Полную землянку натащили подарков, женщины где-то отыскали цветы. Мужики принесли кто зажигалку, кто книжку. Слава Кветинский раздобыл даже для такого случая нераспечатанную пачку «Казбека» довоенного выпуска московской фабрики «Ява».
Андрей за свою партизанскую жизнь ни разу не брал в рот хмельного. Теперь же Андрей не устоял. Товарищи и слышать не хотели, чтоб такое событие да и «всухую». «Звезду надо непременно обмыть, чтобы не тускнела», — авторитетно сказал Подкорытов. А уж если говорит сам комиссар, то ставь на стол бутылки, которых партизаны натащили полный угол. Есть даже французский коньяк. Лучше было бы по такому случаю нашей, русской. Да где ж ее взять? Придется мыть звездочку в коньяке из далекой Шампани.
Народу собралось много. Почетное место заняли семеро десантников, включая именинника, которые снежной зимой сорок третьего года высадились на ковпаковские костры. «Боевые хлопцы, — думает глядя на них Андрей. — Каких дел натворили».
Андрей обводит взглядом гостей: здесь Кветинский, Кукин, Еремей, командиры групп. Дед даже по такому случаю скинул шапчонку и показал свои свалявшиеся, еще вовсе непоседевшие волосы.
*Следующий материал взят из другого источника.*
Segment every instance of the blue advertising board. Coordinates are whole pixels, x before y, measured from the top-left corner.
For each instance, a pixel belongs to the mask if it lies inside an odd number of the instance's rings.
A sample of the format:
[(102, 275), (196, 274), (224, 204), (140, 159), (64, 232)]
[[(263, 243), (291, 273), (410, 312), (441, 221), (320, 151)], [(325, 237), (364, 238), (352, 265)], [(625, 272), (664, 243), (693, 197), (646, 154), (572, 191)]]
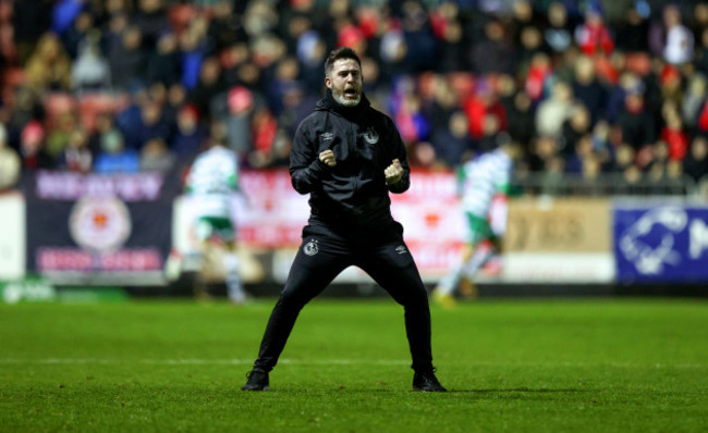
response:
[(618, 203), (613, 240), (621, 283), (708, 283), (708, 207)]

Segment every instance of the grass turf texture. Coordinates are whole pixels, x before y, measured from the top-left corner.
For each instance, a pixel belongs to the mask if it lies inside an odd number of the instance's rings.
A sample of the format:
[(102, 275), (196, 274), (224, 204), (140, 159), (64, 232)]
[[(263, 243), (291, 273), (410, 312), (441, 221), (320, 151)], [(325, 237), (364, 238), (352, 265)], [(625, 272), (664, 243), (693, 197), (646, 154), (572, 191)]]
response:
[(451, 392), (423, 394), (399, 306), (318, 299), (272, 391), (241, 392), (273, 301), (0, 305), (0, 430), (708, 431), (705, 300), (434, 307)]

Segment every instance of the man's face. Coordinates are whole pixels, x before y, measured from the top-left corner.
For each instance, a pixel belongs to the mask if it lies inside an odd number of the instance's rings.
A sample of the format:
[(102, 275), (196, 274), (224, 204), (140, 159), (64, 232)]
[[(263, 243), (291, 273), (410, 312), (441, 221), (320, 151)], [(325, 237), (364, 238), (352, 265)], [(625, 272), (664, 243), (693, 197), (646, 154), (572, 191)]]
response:
[(354, 59), (337, 60), (325, 84), (344, 107), (354, 107), (362, 100), (362, 69)]

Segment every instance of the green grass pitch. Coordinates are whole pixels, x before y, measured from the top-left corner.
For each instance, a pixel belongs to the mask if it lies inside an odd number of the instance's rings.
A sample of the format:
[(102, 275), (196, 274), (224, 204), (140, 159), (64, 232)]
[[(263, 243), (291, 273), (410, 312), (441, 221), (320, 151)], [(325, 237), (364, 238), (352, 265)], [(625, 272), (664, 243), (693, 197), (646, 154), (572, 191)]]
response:
[(432, 307), (451, 392), (423, 394), (401, 307), (316, 299), (241, 392), (273, 302), (0, 305), (0, 431), (708, 431), (706, 300)]

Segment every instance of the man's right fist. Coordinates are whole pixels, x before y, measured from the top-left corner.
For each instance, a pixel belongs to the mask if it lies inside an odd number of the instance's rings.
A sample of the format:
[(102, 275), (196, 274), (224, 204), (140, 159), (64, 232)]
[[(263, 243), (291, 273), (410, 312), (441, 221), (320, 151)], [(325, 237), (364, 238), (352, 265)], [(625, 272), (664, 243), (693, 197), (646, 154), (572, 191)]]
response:
[(334, 159), (334, 152), (329, 149), (325, 150), (319, 154), (319, 160), (329, 166), (337, 165), (337, 160)]

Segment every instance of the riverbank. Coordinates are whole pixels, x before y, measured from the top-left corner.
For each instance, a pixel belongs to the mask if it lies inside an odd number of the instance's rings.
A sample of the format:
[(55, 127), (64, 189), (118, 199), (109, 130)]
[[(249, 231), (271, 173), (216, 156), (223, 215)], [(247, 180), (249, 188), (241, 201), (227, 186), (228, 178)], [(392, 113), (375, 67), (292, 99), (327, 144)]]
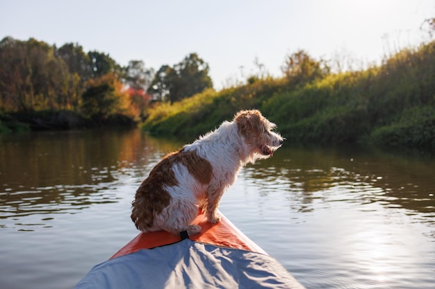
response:
[(435, 42), (404, 49), (381, 65), (295, 84), (251, 79), (149, 110), (153, 134), (196, 137), (242, 109), (259, 109), (288, 141), (435, 148)]

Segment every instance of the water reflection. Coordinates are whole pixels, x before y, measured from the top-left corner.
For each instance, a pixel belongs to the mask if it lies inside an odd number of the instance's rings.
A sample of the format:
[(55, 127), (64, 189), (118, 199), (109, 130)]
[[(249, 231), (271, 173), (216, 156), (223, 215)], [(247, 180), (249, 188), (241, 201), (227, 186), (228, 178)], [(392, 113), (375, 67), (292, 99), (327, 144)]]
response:
[(122, 179), (143, 177), (147, 165), (176, 146), (156, 145), (137, 130), (44, 132), (1, 141), (0, 219), (116, 202)]
[[(315, 200), (377, 202), (388, 208), (420, 213), (435, 222), (435, 158), (372, 151), (284, 147), (274, 158), (250, 166), (245, 173), (257, 179), (263, 192), (286, 186), (289, 205), (313, 211)], [(318, 204), (316, 204), (318, 206)]]
[[(72, 287), (136, 235), (134, 191), (182, 144), (136, 130), (0, 137), (0, 287)], [(307, 288), (432, 288), (434, 173), (425, 154), (286, 143), (220, 208)]]

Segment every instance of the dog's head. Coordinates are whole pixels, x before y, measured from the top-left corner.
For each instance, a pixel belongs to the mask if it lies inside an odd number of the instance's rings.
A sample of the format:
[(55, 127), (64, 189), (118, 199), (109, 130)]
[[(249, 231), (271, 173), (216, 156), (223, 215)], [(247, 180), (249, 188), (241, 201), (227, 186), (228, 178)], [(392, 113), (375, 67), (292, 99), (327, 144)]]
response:
[(284, 139), (272, 131), (277, 125), (256, 110), (242, 110), (234, 116), (239, 132), (249, 147), (253, 161), (271, 157), (279, 148)]

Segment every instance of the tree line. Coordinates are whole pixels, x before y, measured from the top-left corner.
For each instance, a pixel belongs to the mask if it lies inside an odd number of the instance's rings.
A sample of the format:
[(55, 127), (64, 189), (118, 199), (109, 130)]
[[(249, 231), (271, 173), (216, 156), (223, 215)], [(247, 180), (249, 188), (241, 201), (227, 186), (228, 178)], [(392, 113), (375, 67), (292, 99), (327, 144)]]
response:
[(126, 67), (79, 44), (58, 48), (31, 38), (0, 42), (0, 113), (72, 111), (88, 118), (139, 119), (152, 101), (173, 103), (213, 87), (208, 65), (190, 53), (156, 72), (142, 60)]

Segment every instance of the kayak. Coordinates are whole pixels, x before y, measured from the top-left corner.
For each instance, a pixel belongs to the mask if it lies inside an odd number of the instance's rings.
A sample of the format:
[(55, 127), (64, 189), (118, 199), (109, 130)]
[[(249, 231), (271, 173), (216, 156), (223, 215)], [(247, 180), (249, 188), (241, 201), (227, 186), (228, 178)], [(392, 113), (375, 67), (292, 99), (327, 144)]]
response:
[(304, 288), (219, 213), (220, 222), (211, 224), (199, 212), (194, 224), (202, 230), (195, 236), (140, 233), (74, 288)]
Пили, к удивлению Андрея, мало. Видимо, зная неприязнь командира к спиртному, по возможности воздерживались. Зато наговорились досыта. Беседа не утихала. Вспоминали, как начинали; безобидно, словно взрослый человек над ребенком, добродушно шутили над своей боевой молодостью. Виделось почему-то все в смешном свете.
Наговорившись, вспомнив все смешные истории своей партизанской молодости, пели. Пели «Землянку», «В лесу прифронтовом», «Идет война народная», «Синий платочек», «Огонек». Послушали московское радио, помечтали и разошлись уже под утро.
Подкорытов ушел последним.
— Слышал, Николай, не сегодня-завтра наши будут в Киеве. А там недалеко и до границы, до Карпат. Так что, товарищ пограничник, готовь зеленую фуражку.
— Доживем ли до того дня? — больше себя, чем Андрея, спросил Подкорытов.
— А как же? Кто охрану границы будет организовывать? Опытные кадры будут очень нужны. Хошь не хошь, а живи.
Они вышли из прокуренной землянки на воздух. Октябрьская ночь была на исходе. Сквозь уже сбросившие листву ветви деревьев проглядывали неяркие холодные звезды. Край неба на востоке с каждой минутой становился все светлее и светлее. Вставало утро нового дня. Что-то оно несло Андрею Михайловичу Грабчаку? Как бы труден ни был новый день, какие бы заботы и испытания ни нес он с собой, Андрей твердо знал: он встретит эти заботы, эти испытания, как подобает часовому, который в любой, самой трудной и даже смертельно опасной обстановке не покидает своего поста. На то он и часовой!